Load balancing is a technique which allows efficient parallelization of irregular workloads, and a key component of many applications and parallelizing runtimes. Work-stealing is a popular technique for implementing load balancing, where each parallel thread maintains its own work set of items and occasionally steals items from the sets of other threads.
The conventional semantics of work stealing guarantee that each inserted task is eventually extracted exactly once. However, correctness of a wide class of applications allows for relaxed semantics, because either: i) the application already explicitly checks that no work is repeated or ii) the application can tolerate repeated work.

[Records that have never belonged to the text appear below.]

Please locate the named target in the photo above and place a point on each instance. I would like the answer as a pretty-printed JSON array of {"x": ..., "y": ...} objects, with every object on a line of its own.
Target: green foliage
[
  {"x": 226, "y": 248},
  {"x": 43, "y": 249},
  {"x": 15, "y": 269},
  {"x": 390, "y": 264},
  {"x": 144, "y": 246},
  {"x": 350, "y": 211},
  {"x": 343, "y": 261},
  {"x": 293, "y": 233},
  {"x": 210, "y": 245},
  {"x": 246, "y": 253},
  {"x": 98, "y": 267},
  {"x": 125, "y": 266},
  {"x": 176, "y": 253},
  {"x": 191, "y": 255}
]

In this paper, we introduce idempotent work tealing, and present several new algorithms that exploit the relaxed semantics to deliver better performance. The semantics of the new algorithms guarantee that each inserted task is eventually extracted at least once-instead of exactly once.

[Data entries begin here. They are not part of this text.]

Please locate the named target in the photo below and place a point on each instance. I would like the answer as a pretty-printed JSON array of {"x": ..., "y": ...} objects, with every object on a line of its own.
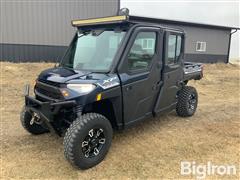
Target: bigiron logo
[{"x": 201, "y": 171}]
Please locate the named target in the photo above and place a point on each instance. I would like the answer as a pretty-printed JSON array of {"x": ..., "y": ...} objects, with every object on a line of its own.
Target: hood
[{"x": 63, "y": 75}]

On mainstream processors, algorithms for conventional work stealing require special atomic instructions or store-load memory ordering fence instructions in the owner’s critical path operations. In general, these instructions are substantially slower than regular memory access instructions. By exploiting the relaxed semantics, our algorithms avoid these instructions in the owner’s operations.
We evaluated our algorithms using common graph problems and micro-benchmarks and compared them to well-known conventional work stealing algorithms, the THE Cilk and Chase-Lev algorithms. We found that our best algorithm (with LIFO extraction) outperforms existing algorithms in nearly all cases, and often by significant margins.